I don’t seem to be alone in reaching this conclusion, either. I think it’s nice to have a demonstration so stark that it goes beyond “stop reading some websites, but that others are realizing that MacHeist is something they don’t want to be associated with either.
I’m against MacHeist philosophically. Not simply because the people who organize it arranged such a sophomoric publicity stunt, but because it’s bad business and bad for the Mac community.
TextMate is worth 39 euros. I don’t have to purchase it as part of a bundle; I don’t want to purchase it as part of a bundle. I want Allen Odgaard to get the cash, not some somewhat tawdry web 1.5 promoter preying on the naivete of independent software developers.

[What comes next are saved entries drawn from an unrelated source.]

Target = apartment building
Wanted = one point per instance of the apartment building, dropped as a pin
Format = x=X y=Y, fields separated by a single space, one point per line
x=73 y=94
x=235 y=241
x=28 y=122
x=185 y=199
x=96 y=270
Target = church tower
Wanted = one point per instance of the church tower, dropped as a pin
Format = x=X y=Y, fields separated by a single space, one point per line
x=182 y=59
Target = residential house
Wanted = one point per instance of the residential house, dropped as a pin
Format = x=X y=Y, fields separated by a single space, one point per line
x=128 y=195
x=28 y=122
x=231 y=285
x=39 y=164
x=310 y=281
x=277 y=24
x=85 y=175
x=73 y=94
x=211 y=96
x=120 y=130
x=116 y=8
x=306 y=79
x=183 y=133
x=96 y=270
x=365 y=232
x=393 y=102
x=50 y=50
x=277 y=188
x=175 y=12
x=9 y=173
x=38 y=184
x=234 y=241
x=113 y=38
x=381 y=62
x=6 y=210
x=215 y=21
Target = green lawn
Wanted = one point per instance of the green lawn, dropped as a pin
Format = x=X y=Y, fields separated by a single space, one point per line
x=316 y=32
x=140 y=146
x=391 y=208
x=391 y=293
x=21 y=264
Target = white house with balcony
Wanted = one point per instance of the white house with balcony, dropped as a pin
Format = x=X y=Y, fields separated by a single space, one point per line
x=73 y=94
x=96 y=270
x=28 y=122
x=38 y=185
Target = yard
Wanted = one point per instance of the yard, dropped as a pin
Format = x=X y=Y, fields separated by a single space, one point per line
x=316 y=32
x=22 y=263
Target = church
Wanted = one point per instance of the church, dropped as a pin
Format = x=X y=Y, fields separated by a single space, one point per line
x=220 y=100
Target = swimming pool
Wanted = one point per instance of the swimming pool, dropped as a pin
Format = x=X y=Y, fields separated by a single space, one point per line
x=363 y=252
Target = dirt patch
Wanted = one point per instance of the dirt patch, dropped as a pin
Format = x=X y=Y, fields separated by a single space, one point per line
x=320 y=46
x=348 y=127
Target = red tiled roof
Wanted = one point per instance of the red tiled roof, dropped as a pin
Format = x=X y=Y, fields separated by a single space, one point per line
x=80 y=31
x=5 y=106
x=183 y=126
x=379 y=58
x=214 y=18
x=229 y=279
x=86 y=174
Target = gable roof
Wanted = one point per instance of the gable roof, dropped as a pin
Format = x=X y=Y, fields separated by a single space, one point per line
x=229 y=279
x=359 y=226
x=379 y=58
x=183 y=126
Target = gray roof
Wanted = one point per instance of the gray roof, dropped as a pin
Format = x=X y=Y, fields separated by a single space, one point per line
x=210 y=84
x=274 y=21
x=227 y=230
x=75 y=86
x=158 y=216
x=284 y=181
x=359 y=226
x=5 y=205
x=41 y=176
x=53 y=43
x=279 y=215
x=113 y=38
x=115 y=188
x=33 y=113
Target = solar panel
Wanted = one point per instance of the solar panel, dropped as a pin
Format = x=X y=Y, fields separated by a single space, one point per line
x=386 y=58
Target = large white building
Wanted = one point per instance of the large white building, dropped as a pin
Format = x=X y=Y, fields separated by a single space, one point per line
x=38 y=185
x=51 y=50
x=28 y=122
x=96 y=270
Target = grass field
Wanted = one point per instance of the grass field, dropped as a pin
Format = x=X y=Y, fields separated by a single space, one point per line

If you’re a developer, and you’re thinking of participating in this year’s Heist, I urge you to stop and think twice. It’s (of course) your right to sign any contract you want to, but consider two issues. First, what are you saying about the value of your product by giving the revenue to someone else? If the issue is that you’re having trouble marketing the product, pay a marketing guy to help you out. Second, there’s more than revenue to consider, but your own name and goodwill, which in the long term is worth more than any one product. Do you want to associate that name with people whose judgment is this poor? There’s an old but wise saying:
Lay down with dogs, and you’ll wake up with fleas.
You can make your bed wherever you like, but from this user’s pesrpective, MacHeist is a kennel.